The decline of Singapore medical tourism

Singapore was a leading medical tourism destination with ambitious plans for expansion. Rising costs and lack of transparency in private hospital fees have brought a decline.

A decade ago Singapore was a leading medical tourism destination with ambitious plans for expansion. Now it is losing business every year to competitors. So what went wrong?

Owing to Singapore’s lack of natural tourist attractions, it struggles to compete for tourist dollars. Everything is very expensive, from food to accommodation and from transport to medical services.

Visitors cannot be drawn here for shopping due to the strong Singapore dollar, and expensive goods can be purchased in their home countries or abroad for far less.

The government has funds to build tourist attractions in partnership with the private sector but is now unwilling to promote medical tourism.

Medical tourism was once a potential key driver of the economy, but it has been increasingly difficult for Singapore to maintain its position as a leading medical destination in South-East Asia, due to ever-rising costs. The Singapore dollar is strong compared to other regional currencies, making it more expensive and less attractive for medical tourists.

The general standard of care is superb. But there is a lack of transparency in private hospital fees, which routinely contain many hidden charges in inpatient bills. The absence of fee guidelines for medical practitioners means there can be unanticipated costs resulting from complications and overtreatment. Foreign patients are put off by the costly accommodation and transport.

Some private hospitals in Singapore have attempted to fix the unpredictability of bills by offering fixed price surgical packages for straightforward procedures. But the people going to Singapore tend to seek complex treatment as they can get basic treatment at home.

Bundled priced packages are not what they seem either as the fixed charges may exclude room or ward fees and some medical supplies.

So patients end up paying above and beyond the published rates owing to complications, additional days’ stay because the patient is deemed unfit for discharge by the doctor, and a host of extras not in the price.

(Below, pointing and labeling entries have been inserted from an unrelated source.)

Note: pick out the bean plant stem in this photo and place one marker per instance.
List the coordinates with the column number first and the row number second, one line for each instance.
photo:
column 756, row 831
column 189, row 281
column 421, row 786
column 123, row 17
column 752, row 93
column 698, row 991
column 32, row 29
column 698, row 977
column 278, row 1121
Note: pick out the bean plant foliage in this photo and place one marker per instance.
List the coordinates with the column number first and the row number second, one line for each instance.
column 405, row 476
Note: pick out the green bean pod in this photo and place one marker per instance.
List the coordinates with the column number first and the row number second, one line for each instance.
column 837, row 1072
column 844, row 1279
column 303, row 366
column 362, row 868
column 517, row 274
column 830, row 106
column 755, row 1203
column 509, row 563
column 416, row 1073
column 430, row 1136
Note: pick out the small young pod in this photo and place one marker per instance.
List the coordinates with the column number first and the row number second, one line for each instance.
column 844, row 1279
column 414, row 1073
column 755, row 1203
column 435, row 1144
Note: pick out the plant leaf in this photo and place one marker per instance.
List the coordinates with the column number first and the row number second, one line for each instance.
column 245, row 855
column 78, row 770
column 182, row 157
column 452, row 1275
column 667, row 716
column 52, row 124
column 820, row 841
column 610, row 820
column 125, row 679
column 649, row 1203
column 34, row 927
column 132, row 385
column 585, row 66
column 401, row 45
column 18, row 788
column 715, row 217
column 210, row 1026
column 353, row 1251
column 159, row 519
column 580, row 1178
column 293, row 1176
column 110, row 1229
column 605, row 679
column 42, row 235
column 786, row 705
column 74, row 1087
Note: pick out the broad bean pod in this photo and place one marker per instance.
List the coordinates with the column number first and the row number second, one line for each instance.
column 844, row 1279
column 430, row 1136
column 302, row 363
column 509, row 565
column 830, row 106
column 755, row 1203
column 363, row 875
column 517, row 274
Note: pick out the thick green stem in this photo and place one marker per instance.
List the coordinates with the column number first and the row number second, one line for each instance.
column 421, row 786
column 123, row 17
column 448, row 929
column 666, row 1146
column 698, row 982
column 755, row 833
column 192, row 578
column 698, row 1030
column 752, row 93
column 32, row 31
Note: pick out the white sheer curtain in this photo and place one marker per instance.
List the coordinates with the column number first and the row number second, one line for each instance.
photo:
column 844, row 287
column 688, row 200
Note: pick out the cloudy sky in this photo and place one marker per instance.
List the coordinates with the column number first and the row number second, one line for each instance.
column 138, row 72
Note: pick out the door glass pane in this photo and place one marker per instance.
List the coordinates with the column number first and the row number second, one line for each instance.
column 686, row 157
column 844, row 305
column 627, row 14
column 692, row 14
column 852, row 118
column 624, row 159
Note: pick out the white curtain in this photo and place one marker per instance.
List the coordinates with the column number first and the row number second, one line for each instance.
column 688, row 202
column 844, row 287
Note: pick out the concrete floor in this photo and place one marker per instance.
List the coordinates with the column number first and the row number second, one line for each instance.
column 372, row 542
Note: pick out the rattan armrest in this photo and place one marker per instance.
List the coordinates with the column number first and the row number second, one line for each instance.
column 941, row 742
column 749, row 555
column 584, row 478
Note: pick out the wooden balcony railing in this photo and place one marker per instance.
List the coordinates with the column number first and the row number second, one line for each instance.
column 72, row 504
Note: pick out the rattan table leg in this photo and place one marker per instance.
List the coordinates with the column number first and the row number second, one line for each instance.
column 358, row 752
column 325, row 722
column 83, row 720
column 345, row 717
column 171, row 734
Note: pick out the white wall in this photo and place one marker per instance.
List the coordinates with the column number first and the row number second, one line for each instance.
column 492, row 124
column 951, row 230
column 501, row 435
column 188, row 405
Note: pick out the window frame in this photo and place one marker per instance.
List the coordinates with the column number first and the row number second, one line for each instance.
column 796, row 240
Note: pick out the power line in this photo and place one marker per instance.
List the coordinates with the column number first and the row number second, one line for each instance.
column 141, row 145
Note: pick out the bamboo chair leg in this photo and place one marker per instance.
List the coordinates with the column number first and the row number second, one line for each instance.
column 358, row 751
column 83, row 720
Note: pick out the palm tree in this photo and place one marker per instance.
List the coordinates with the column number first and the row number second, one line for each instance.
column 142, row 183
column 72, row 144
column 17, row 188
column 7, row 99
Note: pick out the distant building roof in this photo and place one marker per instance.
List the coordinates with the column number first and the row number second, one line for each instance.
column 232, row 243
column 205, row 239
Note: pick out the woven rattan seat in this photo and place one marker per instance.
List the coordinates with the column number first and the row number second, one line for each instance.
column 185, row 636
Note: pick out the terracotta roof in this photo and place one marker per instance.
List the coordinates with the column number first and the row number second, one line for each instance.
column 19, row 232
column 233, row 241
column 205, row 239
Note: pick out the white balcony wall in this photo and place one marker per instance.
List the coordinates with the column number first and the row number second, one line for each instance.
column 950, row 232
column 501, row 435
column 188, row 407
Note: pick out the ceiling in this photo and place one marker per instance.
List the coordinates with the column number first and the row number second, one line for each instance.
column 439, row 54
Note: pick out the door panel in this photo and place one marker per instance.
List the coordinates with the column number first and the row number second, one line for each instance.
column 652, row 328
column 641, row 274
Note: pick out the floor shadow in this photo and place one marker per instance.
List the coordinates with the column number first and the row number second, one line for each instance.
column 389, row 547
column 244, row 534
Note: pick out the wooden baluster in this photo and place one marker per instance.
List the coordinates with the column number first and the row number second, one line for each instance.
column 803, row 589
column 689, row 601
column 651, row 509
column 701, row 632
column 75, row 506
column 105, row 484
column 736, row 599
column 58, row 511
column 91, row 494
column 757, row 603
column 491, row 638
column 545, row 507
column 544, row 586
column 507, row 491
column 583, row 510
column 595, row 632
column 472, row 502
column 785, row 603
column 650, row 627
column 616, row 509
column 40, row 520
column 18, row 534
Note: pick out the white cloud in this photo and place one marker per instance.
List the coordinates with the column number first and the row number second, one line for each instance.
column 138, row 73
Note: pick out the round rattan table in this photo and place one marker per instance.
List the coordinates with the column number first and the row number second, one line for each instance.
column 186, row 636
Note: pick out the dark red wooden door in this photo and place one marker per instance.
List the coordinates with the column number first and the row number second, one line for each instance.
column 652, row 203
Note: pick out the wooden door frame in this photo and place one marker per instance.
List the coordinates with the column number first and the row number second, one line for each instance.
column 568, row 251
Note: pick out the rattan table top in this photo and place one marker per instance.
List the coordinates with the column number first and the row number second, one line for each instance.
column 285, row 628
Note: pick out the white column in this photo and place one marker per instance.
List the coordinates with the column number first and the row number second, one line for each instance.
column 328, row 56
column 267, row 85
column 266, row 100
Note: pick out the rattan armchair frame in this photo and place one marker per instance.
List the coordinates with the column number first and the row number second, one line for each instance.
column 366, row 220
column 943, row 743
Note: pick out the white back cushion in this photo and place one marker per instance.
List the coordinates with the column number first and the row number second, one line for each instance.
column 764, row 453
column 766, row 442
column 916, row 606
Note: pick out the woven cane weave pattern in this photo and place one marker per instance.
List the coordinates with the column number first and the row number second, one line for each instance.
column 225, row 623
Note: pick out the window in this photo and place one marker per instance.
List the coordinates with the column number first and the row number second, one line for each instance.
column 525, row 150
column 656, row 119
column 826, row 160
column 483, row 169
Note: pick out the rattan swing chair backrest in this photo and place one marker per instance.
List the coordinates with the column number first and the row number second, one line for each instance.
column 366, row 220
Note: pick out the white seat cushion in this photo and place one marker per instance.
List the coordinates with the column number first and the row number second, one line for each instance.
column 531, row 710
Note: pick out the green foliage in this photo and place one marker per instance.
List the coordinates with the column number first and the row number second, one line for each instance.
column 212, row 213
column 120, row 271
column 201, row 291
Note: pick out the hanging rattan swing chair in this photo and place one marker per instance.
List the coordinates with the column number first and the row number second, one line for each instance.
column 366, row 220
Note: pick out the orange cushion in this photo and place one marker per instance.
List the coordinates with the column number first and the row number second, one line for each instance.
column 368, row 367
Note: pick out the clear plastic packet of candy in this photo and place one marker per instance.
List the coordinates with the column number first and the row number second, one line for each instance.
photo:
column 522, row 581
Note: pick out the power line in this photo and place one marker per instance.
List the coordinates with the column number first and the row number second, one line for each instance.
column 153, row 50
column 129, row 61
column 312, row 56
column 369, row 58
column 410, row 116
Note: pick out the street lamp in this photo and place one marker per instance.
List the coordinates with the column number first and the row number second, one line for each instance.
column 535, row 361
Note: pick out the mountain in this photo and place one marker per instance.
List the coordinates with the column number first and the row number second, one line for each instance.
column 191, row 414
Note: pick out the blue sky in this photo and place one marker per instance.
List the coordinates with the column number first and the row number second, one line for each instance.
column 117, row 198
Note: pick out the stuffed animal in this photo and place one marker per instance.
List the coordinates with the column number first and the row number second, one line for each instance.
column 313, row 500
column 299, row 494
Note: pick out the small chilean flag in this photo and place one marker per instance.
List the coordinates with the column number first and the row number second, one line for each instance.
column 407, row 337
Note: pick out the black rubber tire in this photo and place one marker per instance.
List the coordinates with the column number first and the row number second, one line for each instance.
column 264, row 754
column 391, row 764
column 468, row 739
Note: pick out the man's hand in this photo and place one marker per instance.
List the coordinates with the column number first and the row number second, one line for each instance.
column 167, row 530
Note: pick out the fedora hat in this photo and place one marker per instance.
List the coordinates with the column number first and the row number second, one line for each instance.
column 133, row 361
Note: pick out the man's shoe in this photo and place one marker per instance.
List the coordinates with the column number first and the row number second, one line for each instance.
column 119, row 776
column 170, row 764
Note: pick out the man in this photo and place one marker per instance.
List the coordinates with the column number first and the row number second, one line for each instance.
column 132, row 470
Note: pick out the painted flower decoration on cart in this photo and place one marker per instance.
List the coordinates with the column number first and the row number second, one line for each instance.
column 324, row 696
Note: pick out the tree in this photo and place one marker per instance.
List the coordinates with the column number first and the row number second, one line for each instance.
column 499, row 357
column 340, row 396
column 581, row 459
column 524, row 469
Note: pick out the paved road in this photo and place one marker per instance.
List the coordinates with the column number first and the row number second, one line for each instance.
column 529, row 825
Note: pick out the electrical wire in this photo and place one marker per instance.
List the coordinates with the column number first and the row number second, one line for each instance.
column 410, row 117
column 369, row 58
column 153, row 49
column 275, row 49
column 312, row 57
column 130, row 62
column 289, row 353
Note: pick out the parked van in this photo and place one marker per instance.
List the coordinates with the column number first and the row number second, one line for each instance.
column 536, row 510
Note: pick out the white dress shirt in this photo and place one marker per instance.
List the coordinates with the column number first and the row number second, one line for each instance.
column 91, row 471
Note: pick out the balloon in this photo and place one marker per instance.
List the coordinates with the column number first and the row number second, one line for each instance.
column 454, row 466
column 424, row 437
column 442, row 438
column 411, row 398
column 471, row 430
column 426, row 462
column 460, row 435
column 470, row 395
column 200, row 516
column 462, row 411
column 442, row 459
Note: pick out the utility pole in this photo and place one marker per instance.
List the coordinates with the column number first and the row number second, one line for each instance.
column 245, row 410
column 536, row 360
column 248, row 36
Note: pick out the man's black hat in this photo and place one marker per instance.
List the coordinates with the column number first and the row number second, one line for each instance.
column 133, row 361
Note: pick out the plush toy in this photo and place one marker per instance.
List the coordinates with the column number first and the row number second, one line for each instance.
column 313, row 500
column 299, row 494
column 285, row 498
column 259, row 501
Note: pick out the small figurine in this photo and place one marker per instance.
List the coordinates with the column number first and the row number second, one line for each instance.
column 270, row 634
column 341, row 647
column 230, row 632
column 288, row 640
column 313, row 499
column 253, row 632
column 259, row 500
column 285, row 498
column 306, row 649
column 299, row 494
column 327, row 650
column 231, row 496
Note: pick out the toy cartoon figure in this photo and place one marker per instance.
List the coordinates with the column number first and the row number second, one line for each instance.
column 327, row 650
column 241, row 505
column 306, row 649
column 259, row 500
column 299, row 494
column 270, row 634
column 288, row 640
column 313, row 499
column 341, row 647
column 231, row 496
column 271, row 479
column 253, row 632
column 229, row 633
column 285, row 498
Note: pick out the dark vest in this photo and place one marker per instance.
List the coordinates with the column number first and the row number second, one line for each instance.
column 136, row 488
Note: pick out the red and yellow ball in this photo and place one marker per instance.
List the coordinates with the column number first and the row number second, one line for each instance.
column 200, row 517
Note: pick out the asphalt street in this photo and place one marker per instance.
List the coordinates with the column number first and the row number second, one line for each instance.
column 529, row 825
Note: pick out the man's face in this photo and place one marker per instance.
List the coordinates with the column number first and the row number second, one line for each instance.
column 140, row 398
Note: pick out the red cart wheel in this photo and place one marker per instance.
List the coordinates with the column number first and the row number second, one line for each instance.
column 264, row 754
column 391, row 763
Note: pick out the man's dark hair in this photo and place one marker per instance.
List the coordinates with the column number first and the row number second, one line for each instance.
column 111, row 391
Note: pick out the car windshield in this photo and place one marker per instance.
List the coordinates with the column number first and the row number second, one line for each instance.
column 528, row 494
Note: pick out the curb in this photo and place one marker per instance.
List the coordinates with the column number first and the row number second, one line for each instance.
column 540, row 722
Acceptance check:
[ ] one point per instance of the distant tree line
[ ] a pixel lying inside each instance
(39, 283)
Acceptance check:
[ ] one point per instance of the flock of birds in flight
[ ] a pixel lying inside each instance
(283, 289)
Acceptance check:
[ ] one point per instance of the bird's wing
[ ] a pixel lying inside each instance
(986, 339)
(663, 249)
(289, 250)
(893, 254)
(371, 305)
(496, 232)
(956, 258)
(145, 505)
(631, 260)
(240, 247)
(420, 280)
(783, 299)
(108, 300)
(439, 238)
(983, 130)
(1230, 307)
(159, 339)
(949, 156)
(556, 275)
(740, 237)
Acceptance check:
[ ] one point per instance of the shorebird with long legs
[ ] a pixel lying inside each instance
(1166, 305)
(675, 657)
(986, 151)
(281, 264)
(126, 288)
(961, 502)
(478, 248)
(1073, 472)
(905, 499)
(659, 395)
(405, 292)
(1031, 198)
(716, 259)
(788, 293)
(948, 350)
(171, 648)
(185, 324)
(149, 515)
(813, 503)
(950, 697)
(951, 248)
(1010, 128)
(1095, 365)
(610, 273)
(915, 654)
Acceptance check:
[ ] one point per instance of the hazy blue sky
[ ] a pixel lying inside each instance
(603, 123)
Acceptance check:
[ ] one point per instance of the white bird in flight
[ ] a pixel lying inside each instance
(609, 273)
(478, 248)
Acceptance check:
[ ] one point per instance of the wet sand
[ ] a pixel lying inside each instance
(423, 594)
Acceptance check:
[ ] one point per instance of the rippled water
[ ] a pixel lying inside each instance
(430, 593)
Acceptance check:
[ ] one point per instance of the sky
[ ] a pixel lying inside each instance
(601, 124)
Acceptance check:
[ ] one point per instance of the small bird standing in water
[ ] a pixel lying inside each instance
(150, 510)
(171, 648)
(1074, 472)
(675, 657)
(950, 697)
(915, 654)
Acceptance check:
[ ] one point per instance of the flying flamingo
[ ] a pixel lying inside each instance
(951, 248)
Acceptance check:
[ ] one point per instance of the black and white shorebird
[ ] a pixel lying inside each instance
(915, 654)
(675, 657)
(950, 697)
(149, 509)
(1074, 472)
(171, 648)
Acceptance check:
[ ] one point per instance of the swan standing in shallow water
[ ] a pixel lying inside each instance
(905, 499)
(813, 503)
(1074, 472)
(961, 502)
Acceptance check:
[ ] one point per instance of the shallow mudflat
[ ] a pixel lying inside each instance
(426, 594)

Patients that pay more than they expected simply decide to go somewhere else when they next need treatment, so repeat business is low.

The government has not taken an active role in controlling costs and taking private hospitals to task for overcharging and over-utilisation of services, so hospitals will aim to maximise their margins.

Malaysia, Thailand, Indonesia and India have invested a lot of money into improving their healthcare capabilities, infrastructure and services. As a result, the need to seek treatment in Singapore has reduced.